In this module, we moved the P4 forecasting layer to the operational decision support level with three critical components. First, we designed a horizon-dependent ensemble model in accordance with Roadmap §5.6: we combined XGBoost, LSTM and TFT estimates with horizon-dependent weighted averaging. The weighting schedule {< 6h: 0.50/0.30/0.20, 6–24h: 0.20/0.40/0.40, 24–48h: 0.10/0.30/0.60} optimizes each model at the horizon where it is empirically strongest. Physical constraint application (rated power, cut-in/cut-out) and quantile monotonicity (P10 ≤ P50 ≤ P90) are applied as post-processing.

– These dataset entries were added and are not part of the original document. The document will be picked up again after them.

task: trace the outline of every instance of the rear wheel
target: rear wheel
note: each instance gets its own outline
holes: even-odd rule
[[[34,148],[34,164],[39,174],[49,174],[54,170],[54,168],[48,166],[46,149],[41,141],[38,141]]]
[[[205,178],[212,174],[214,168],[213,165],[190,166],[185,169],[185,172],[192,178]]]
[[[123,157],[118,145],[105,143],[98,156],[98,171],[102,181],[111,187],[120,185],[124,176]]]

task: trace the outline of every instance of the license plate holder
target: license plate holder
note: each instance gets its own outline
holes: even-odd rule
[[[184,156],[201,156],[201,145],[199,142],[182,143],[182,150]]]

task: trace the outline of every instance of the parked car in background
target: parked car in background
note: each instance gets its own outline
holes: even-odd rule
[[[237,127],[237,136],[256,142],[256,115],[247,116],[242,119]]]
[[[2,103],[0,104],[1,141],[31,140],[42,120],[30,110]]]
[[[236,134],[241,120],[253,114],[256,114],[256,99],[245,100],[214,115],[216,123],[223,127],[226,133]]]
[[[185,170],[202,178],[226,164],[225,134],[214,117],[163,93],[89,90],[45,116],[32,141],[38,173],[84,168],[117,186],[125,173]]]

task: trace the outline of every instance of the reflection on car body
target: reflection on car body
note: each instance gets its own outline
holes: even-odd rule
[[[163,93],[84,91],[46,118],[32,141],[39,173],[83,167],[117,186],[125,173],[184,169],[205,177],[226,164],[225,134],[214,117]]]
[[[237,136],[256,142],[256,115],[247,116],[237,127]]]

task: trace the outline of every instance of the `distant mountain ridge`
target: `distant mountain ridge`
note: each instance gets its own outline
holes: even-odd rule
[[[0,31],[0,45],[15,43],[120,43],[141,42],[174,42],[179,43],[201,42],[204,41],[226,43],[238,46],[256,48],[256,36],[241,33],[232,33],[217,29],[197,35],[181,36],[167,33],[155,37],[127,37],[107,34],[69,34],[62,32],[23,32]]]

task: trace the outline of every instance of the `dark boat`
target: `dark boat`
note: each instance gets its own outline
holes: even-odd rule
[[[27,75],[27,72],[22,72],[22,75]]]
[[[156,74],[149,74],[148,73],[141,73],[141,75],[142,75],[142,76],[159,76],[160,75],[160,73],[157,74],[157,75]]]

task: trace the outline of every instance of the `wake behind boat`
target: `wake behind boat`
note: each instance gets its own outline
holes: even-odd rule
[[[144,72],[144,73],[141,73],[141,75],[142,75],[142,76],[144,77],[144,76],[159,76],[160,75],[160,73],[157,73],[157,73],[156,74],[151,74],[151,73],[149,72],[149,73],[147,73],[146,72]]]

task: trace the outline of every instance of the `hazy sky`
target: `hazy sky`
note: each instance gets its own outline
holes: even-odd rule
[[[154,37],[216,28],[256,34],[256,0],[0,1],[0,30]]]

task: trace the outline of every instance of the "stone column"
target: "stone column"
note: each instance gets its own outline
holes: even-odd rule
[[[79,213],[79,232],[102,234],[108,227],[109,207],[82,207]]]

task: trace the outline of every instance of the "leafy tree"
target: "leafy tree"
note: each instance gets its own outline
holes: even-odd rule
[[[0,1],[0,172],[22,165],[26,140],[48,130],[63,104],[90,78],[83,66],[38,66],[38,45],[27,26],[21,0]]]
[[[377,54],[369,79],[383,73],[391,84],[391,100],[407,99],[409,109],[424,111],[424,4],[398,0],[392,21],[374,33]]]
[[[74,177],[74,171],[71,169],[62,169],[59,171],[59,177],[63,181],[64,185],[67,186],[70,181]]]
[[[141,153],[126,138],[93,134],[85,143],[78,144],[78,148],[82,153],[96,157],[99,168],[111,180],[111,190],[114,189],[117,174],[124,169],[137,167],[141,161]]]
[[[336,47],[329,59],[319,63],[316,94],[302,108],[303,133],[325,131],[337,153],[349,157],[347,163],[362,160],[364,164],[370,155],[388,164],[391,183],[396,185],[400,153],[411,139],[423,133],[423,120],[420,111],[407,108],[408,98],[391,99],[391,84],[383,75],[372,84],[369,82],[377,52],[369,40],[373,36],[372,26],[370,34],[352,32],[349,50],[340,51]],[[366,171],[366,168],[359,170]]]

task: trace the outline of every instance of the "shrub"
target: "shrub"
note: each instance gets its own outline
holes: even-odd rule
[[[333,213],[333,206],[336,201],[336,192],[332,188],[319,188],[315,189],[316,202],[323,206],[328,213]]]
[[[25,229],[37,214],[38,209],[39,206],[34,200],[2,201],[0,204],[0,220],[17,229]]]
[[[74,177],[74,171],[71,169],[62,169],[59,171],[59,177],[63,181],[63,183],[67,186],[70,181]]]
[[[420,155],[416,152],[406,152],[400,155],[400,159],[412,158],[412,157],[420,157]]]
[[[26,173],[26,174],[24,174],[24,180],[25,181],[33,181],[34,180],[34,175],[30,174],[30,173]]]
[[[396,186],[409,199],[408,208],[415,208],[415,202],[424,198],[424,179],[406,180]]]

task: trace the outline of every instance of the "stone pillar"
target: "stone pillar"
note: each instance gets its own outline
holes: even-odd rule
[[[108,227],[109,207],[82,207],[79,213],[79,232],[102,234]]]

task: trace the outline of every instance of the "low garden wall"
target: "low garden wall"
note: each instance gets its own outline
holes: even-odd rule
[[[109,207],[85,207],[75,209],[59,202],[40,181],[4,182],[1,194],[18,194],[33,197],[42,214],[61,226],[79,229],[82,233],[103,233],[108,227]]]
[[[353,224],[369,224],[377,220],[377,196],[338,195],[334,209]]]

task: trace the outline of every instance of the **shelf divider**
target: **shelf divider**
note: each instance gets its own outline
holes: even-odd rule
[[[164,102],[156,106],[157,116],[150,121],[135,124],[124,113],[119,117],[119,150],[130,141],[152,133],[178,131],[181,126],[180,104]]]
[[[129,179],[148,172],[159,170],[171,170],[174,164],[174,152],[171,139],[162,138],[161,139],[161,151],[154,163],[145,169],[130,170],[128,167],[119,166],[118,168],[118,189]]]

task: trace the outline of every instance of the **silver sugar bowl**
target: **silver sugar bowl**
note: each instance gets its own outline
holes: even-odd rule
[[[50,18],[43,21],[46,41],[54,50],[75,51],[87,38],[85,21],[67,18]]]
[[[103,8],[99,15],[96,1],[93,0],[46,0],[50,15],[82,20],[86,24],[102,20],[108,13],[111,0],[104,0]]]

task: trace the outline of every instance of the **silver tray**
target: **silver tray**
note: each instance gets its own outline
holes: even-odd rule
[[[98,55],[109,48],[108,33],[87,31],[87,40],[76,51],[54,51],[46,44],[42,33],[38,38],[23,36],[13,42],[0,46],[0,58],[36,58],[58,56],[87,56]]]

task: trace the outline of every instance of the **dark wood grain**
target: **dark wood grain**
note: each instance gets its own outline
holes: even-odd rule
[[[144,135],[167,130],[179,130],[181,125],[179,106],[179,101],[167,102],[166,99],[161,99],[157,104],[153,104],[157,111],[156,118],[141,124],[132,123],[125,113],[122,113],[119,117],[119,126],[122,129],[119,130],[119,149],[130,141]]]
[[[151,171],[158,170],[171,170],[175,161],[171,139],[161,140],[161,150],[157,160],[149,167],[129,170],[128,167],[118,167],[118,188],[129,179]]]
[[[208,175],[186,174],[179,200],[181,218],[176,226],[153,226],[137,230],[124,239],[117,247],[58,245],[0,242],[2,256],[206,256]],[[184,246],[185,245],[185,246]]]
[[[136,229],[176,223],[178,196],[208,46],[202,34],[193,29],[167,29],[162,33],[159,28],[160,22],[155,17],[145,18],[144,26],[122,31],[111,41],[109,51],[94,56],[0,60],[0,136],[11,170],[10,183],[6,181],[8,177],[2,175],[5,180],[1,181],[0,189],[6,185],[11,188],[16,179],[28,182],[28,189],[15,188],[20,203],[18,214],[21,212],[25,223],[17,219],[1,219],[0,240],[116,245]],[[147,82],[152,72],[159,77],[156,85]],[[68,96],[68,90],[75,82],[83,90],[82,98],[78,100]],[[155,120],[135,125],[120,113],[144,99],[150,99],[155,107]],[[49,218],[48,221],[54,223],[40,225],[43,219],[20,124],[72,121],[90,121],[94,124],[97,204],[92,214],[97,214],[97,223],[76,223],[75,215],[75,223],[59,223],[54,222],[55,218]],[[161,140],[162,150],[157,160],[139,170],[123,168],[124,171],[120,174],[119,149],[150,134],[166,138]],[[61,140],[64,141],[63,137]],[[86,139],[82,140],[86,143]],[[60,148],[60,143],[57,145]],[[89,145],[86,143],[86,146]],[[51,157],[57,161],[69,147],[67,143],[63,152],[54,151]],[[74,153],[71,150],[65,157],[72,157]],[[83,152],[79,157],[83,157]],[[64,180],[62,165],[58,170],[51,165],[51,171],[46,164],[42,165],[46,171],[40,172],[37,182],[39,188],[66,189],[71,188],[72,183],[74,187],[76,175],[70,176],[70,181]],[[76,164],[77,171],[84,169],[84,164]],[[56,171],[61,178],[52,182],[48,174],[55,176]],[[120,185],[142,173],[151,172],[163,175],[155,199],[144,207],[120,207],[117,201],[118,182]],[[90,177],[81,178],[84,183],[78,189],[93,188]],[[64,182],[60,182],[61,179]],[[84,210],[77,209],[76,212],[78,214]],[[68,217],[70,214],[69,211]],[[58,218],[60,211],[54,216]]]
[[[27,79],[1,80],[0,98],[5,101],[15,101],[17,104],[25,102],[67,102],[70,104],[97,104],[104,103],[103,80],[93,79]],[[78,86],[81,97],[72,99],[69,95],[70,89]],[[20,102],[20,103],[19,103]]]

Second, we implemented three complementary ramp detection methods that comply with IEC 61400-26-3 and PSE IRiESP ramp rate limits: gradient threshold (|ΔP/Δt| > 50 MW/hr), CWT Ricker wavelet (our own implementation for multi-scale, scipy ≥ 1.15 compatibility), and gradient-based regime classifier {calm, ramp_up, ramp_down}. Grid stability alert module provides cross-system integration with P2 STATCOM control actions and P3 SCADA notification chain by converting ramp-down events into four-level (INFO/WARNING/CRITICAL/EMERGENCY) alerts.
Third, we created a comprehensive model evaluation module within the framework of IEC 61400-26-3 and Gneiting & Raftery (2007) strictly proper scoring rules. We compare four models (XGBoost, LSTM, TFT, Ensemble) side by side with deterministic metrics (RMSE, MAE, MAPE, R², skill score vs persistence) and probabilistic metrics (quantile coverage, pinball loss) and rank them on the basis of RMSE, skill and calibration. 41 tests verify all computational contracts, including edge cases.